The library of 18th century philosopher and physician Sir Thomas Browne shows not only the disparity of literature ownership between social classes, but just what was considered a remarkable collection for that time period. The 1711 Sales Auction Catalogue of the Library of Sir Thomas Browne lists about 1,500 volumes in his possession at his death. That was quite an extensive personal library in the 18th century, the kind which required a lifetime of patient and expensive acquisition. What is even more amazing is the realization that Browne’s personal library—the one he compiled over his entire academic and professional career—contained 150 volumes fewer books than Logos Bible Software’s Portfolio Edition!

Thanks to the digital age, it is easier and more cost effective to create a very impressive and thorough library, and you don’t have to build another wing onto your home to do so. If you were so inclined, you could fit all the books in a major research facility (over 400,000) onto a 2 TB hard drive!

With a Logos Bible Software digital library, you get more than just value and volume: you get the ability to search your entire library for a single topic in a moment’s time. And all of the content is delivered to you right there on your monitor to customize and organize in the manner that works best for you. Sir Thomas Browne would have marveled at the ability to search across his entire library in the blink of an eye to compile information on one specific topic.

With the Scholar’s Library: Platinum package you immediately get nearly 1,250 volumes. From there you can pick and choose, from over 10,000 resources available to tailor your library to your personal needs. This adds to more than just the number of books you have at your disposal, but also increases the depth and breadth of your topical and scriptural searches.

Another great thing about digital libraries is your ability to secure important but less mainstream resources, like The Complete Works of Thomas Manton (22 Vols.) now on Pre-Pub. Here is a 18th century Puritan who is responsible for writing over 10,000 pages of such high caliber Christian reflection that J.C. Ryle said, “I regard Manton with unmingled admiration.” And yet Manton gets obscured by contemporaries like Richard Baxter or John Owen. Although Manton was as prolific, if not more prolific, than his associates, until recently securing copies of his work was difficult. Now you can get all of his works fairly easily, and in a format that makes using his works easier than he could have ever imagined.

Comments

  1. Dan DeVilder says:

    Jayson, where did you unearth all that information on French libraries? That’s pretty cool! Interesting read. Thanks!

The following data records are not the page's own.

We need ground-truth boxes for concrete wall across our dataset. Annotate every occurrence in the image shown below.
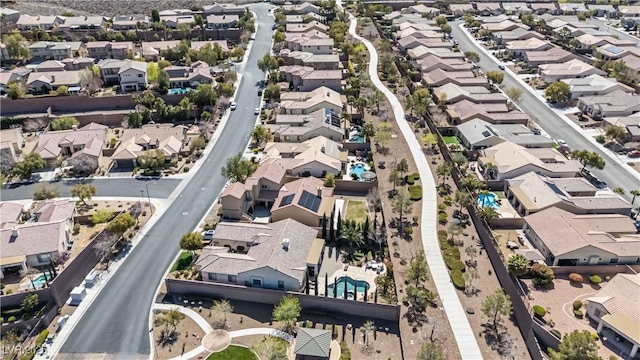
[165,279,400,321]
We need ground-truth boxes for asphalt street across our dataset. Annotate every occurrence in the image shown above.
[0,178,182,201]
[61,4,273,359]
[451,21,640,201]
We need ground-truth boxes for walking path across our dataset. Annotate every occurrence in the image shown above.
[349,9,482,359]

  2. Times have changed! I sold most of my paper library to save for the more portable and search-able sort. Someone visited me last week in my office and commented about my one remaining bookshelf – and oddity for a pastor. I just smiled because I knew that the thin little notebook on my desk had enough volumes to fill more shelves than my office could hold. Nice feeling. :-)

  3. Thanks to you folks I got rid of four meters of interlinears, lexicons and commentaries. Those who received the books as a gift, are more than happy. I wish they knew how happy I am with my electronic versions :)
    My sermon preparation time has dropped from an average fifteen hours to seven hours, dust accumulation in my study is down by forty per cent and the congregation is wondering why my sermons are so much deeper than before.

  4. Dear Friends,
    I can not express my appreciation for these resources. I am nearing 61 years of age, and have been in ministry for almost forty years, almost 30 in missionary service. I treasure my digital library so much. I too have given most of my personal library away, and only wished I could offer a copy of Logos to all of our Bible College students here in Cebu, Philippines. With the costs of books and difficulty of gaining proper access to any kind of library I find if they can get hold of a computer this is an amazing resource.
    Thanks again for your labor of love,
    Glenn

  5. Sir Thomas Browne (1605-82) lived in the 17th century !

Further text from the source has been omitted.